What massive spending power they'll have. What huge potential for boosting their own modest stipends. Even the riches they got from Labour's bonkers new GPs' contract (up the £380 grand pa - see here) will seem like small potatoes in comparison. Out-of-work investment bankers (and we know a few) will be queuing outside Guys to retrain as GPs.
To be clear, we agree with Lansley that the NHS is in urgent need of reform. Bloated quangos like the primary care trusts (PCTs) certainly need to go. And the NHS certainly needs to become far more efficient.
For example, according to recent research at the OECD, despite Labour's spending splurge, Britain still has the 8th worst record for preventable deaths among all its members - right down there with Mexico, Poland, and the Czech Republic.
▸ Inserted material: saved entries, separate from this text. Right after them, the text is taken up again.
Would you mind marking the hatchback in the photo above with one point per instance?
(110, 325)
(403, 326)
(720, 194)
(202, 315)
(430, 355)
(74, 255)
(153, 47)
And we have the 7th highest potential for efficiency gains in our healthcare system - ie the potential for improving health outcomes without spending any more money. Here's their key chart (the higher the bar, the greater the scope for increasing life expectancy from improving system efficiency):
So yes, the scope for big efficiency gains is definitely there. The burning question is how do you achieve them?
As regular readers will know, we have long favoured putting the customer in charge - just like he/she is when it comes to buying car insurance. Choice and competition to drive efficiency just like it does in other areas.
True, we don't want the US private insurance system, where many have no insurance, and costs are very high (largely driven by so-called information asymmetries and moral hazard - standard problems in private insurance markets everywhere). Which is why we favour a system of compulsory social insurance of the kind they have in most European countries. Everyone has to have cover for a mandated minimum bundle of risks and treatments (premia for the poor being subsidised by the state), and the competing licensed providers cannot refuse to accept customers on the basis of medical screening. The new Dutch system looks like an admirable model (see this TPA blog).
Unfortunately Lansley's reforms do not achieve this. Although he talks about greater patient freedom to choose consultants, in reality few of us are equipped to do that. We will rely on, yes, our family doctor to guide us. The same family doctor who may well in future have a direct financial interest in steering us one way or another.
Fine, OK, you could always switch your family doctor. But have you ever tried it? Not that easy. And what's to stop rascally GPs selecting patients on the basis of medical history/lifestyle/address?
In breaking up Labour's centralised command and control system, Lansley is definitely moving in the right direction. But putting this vast amount of commissioning authority with GPs will bring problems of its own. And we very much doubt that the customers will get much of a look-in.
PS Cards on the table, Tyler has private health insurance. Why? Because he suffers from not one but two potentially serious conditions that require regular hospital monitoring (no flowers please), and frankly he doesn't trust the NHS to provide either the monitoring or the immediate knife action if required (yes, he's very lucky he can afford it - fair comment). Anyway, just recently there has been a somewhat unwelcome development. The local anesthetists have got together and refused to do the biz for the price laid down by the health insurer. Which means Tyler now has to pay an excess direct to the anesthetist - either that, or opt to undergo the procedure biting on a stick. So what to do? One option might be to switch insurer. Bad idea. With Tyler's pre-existing conditions no other private insurer would touch him (or they'd quote a preposterous premium). Another option would be to can the private insurance altogether and self-insure (ie pay the fees out of his own pocket directly). But although right now, in terms of annual costs, Tyler would roughly break even, who knows what might be required in the future. So that's not appealing either. Of course, if we had a system of social insurance, both of those problems would be resolved. Tyler could shop around for another insurer who had managed to agree rates with the local anesthetists, and who would have to take his biz. And he simply wouldn't have the option of self-insuring - ie if he was lucky enough to have A1 health, he could not self-select himself out of the system. He'd be an active participant in the health insurance market, switching his biz around and driving efficiency.